Claims
- 1. An implantable three-dimensional device or a standalone bioreactor or device for anatomical, histological and spatial inter-reaction of one or several types of cells, cell clusters or tissues, said device comprising:
a) a support layer; and b) a multiplicity, from one to several thousands, of containment layers comprising a multiplicity of wells interconnected horizontally within one containment layer, vertically or through inclined microfluidic channels with other containment layers.
- 2. The device of claim 1 additionally comprising one or more permanent or removable masking layers for cell deposition into the wells of the containment layers, said masking layers comprising openings having a pattern corresponding to several or all wells positioned on the containment layer immediately below the masking layer.
- 3. The device of claim 2 wherein the support layer is fabricated of glass, silicon, hardened polymer, titanium, film or porous material having a smooth or etched surface.
- 4. The device of claim 3 wherein said support layer additionally comprises a gated or nongated inlet port and a gated or nongated outlet port and wherein said support layer is flat or have a rising edge or a rim to form a containment structure comprising a containment cavity for emplacement of a multiplicity of containment layers within said cavity.
- 5. The device of claim 4 comprising the multiplicity of containment layers emplaced within the containment cavity of the support layer.
- 6. The device of claim 5 wherein the containment layer is fabricated from a biocompatible biodegradable material, a biodegradable hydrogel, or a rigid nonbiodegradable material.
- 7. The device of claim 6 wherein said rigid nonbiodegradable material is a glass, Pyrex, quartz, diamond-like carbon, silicon, polydimethylsiloxane, biocompatible silicone based polymer, biocompatible metal or polymer;
wherein said biodegradable material is a polymer, polylactic acid (PLA), polyglycolic acid (PGA), copolymer of both poly (lacticglycolic) acid (PLGA), poly-β-hydroxybutyrate (PHB), polyanhydride, polyorthoester, polycaprolactone, polycarbonate, polyfumarate or polymethylmethacrylate; and wherein said biodegradable hydrogel is collagen, collagen-glycosaminoglycan (GAG) copolymer, Type I collagen-κ elastin, alginate, calcium alginate, hyaluronan, methacrylated alginate, hyaluronan or agarose.

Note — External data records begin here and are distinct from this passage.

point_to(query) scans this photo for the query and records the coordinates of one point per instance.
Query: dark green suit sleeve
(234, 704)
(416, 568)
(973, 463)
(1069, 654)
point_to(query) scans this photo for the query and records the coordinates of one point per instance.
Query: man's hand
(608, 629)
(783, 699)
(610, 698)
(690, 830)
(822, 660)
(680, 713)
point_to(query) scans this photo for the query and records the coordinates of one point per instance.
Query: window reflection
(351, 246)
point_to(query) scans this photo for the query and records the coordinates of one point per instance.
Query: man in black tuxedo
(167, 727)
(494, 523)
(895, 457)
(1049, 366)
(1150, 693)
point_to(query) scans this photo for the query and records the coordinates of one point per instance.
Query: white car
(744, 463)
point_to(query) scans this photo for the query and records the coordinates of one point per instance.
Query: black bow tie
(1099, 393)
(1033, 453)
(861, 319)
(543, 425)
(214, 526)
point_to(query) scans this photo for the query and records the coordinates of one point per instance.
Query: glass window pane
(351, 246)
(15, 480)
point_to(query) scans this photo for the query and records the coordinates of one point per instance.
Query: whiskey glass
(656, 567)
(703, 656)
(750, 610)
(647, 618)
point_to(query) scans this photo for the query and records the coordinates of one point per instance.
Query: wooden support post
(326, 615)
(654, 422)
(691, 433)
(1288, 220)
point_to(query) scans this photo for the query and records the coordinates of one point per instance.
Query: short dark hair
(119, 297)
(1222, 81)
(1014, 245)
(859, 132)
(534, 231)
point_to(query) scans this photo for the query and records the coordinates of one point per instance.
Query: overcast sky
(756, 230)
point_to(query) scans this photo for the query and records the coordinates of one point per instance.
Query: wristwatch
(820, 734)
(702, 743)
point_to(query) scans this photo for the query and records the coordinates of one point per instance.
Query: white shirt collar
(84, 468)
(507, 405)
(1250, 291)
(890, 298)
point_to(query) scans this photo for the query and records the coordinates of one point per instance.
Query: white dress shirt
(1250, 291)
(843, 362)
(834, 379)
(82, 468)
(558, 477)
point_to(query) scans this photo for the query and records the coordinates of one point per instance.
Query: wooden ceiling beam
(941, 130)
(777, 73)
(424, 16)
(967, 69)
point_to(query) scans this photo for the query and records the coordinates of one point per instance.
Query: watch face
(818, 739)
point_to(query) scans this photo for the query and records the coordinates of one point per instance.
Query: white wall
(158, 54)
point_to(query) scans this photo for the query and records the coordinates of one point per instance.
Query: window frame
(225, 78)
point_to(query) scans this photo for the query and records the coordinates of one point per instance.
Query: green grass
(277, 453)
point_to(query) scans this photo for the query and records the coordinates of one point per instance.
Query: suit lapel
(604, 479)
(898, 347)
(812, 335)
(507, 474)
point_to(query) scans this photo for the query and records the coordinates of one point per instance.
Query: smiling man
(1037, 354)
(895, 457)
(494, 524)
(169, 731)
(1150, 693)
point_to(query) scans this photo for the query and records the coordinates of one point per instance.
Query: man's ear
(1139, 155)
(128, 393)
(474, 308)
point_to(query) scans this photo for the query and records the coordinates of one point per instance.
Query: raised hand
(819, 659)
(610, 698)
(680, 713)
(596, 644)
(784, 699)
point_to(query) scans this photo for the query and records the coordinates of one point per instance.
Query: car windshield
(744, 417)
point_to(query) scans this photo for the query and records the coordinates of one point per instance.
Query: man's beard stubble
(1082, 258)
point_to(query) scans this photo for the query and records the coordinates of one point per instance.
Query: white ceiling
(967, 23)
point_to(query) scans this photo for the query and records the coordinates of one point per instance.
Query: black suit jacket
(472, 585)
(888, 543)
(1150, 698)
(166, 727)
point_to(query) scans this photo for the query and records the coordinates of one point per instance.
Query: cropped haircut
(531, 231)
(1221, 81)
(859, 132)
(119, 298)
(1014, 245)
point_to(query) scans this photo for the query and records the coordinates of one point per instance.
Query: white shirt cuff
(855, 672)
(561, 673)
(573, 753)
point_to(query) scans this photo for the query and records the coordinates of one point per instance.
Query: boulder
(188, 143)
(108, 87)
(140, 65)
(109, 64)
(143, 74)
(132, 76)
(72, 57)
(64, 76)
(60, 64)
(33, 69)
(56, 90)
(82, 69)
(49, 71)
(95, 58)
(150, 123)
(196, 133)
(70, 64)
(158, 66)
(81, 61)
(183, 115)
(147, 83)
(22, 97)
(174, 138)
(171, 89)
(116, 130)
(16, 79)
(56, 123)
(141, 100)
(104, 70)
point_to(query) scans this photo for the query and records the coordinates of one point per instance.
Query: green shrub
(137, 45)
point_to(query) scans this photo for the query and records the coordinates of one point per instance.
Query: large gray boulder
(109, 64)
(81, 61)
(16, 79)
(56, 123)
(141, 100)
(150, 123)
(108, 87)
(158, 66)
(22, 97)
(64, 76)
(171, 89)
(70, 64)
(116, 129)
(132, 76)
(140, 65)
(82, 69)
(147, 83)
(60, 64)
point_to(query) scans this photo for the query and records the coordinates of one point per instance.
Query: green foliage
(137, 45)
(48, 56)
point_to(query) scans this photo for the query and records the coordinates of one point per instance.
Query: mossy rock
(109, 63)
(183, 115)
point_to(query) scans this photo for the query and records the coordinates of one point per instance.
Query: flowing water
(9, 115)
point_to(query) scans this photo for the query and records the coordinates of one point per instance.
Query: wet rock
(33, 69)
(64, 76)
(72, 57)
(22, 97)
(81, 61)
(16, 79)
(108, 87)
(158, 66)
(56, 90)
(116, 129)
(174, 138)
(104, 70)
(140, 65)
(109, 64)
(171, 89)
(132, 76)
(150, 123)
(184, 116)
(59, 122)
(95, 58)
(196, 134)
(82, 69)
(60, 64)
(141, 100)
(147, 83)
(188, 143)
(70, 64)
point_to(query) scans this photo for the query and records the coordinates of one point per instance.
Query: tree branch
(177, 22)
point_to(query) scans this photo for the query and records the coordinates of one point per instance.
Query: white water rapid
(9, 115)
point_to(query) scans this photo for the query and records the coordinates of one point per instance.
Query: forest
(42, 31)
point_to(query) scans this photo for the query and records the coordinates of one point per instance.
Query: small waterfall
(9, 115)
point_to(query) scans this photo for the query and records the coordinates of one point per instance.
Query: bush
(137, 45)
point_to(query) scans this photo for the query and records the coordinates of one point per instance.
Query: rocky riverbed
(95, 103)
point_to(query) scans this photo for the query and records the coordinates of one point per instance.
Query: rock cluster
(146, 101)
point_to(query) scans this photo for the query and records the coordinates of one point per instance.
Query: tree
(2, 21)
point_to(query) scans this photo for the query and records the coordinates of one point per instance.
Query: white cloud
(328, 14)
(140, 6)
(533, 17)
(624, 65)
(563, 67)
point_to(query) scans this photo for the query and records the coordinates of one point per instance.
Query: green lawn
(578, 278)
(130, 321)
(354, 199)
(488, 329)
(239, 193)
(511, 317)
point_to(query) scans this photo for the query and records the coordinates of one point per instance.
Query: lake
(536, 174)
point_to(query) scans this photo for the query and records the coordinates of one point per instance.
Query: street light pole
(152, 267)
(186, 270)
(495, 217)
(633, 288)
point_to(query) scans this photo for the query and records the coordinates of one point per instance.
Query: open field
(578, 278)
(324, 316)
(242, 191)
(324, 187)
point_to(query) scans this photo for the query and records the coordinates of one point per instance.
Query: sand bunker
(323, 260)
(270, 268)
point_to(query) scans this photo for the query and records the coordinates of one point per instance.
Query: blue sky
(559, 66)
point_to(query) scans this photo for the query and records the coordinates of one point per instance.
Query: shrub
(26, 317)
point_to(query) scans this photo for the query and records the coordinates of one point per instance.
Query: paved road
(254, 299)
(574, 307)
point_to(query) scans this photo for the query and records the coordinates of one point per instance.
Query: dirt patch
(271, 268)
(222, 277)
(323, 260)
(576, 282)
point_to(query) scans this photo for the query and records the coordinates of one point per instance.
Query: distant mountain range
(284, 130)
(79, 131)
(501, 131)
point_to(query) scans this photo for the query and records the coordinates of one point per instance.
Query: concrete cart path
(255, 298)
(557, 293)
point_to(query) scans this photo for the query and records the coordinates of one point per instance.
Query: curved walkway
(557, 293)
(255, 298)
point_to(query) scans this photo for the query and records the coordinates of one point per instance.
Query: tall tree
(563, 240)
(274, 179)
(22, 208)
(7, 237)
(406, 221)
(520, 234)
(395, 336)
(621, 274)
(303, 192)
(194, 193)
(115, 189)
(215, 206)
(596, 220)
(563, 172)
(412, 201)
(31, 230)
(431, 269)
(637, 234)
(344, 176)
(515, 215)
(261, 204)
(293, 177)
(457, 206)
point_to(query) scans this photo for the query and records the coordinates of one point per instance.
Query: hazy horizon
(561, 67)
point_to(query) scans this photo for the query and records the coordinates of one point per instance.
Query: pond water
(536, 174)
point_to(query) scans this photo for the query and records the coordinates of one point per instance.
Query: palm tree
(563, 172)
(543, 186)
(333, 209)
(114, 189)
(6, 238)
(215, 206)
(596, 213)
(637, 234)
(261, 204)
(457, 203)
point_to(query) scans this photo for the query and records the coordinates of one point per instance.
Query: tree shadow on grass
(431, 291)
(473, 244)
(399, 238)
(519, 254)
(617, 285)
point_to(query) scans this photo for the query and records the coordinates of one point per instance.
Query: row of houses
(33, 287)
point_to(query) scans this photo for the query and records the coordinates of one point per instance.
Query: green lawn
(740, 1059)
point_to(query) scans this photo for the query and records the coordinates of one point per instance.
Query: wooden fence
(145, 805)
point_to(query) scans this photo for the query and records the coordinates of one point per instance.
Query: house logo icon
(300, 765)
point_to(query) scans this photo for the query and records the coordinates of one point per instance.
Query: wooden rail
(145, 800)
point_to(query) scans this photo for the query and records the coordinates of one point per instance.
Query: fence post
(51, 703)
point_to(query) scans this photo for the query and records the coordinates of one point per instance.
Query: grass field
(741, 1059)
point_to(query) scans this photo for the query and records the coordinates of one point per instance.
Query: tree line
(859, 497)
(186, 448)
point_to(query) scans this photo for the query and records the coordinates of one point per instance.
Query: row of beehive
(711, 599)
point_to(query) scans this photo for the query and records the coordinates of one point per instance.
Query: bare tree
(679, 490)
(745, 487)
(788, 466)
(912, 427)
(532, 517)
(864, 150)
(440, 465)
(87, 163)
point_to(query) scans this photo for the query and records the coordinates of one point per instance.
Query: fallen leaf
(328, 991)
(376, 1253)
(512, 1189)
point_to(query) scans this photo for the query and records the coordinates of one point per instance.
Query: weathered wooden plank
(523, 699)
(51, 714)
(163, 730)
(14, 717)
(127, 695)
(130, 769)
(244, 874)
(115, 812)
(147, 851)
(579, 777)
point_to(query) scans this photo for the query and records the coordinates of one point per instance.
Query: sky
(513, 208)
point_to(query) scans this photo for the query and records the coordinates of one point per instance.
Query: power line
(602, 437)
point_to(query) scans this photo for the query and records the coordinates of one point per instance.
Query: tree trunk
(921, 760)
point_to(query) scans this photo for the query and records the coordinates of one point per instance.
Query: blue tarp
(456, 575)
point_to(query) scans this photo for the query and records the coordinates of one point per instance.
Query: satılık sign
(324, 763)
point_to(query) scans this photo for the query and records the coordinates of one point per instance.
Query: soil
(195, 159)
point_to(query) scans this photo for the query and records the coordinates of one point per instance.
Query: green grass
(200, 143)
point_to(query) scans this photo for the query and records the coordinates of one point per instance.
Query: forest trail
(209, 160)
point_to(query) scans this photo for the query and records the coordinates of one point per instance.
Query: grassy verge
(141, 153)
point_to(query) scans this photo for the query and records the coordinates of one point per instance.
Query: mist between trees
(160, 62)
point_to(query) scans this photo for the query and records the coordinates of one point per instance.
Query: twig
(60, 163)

- 8. The device of claim 7 wherein said containment layer is surface modified with a mechanical, physical or chemical modification wherein said modification comprises a formation of channels, canals, ducts, conduits, tubes and utilizes masking techniques, plasma surface treatments, biological coating using polysaccharides, proteins, peptides, polymers, or glycoproteins, covalent linkages of peptides, integrins, nucleic acid, saccharides, lipopolysaccharides or amino acids, micromachining, wet or dry lithographic etching, plasma fluorine-based plasma etching, reactive ion etching, sputtering, plating, chemical and vapor deposition, physical vapor deposition and photoresist.
- 9. The device of claim 8 wherein said wells have a size from about 1 micron to about 5 millimeters, a depth from about 0.1 microns to 1 millimeter, and have a square, rectangular, oval, round or triangular shape and wherein a distance between the wells is from about 0.1 microns to about 3 millimeters.
- 10. The device of claim 9 wherein said wells are coated with an adhesive material selected from the group consisting of a protein, peptide, fibronectin, vitronectin, growth factor, poly-D-lysine or a peptide containing specific cell recognition sequences or with repulsive material selected from the group consisting of octodecyltrichlorosilane, polyethyleneglycol of molecular weight from 5,000 to 100,000, albumine or serum proteins.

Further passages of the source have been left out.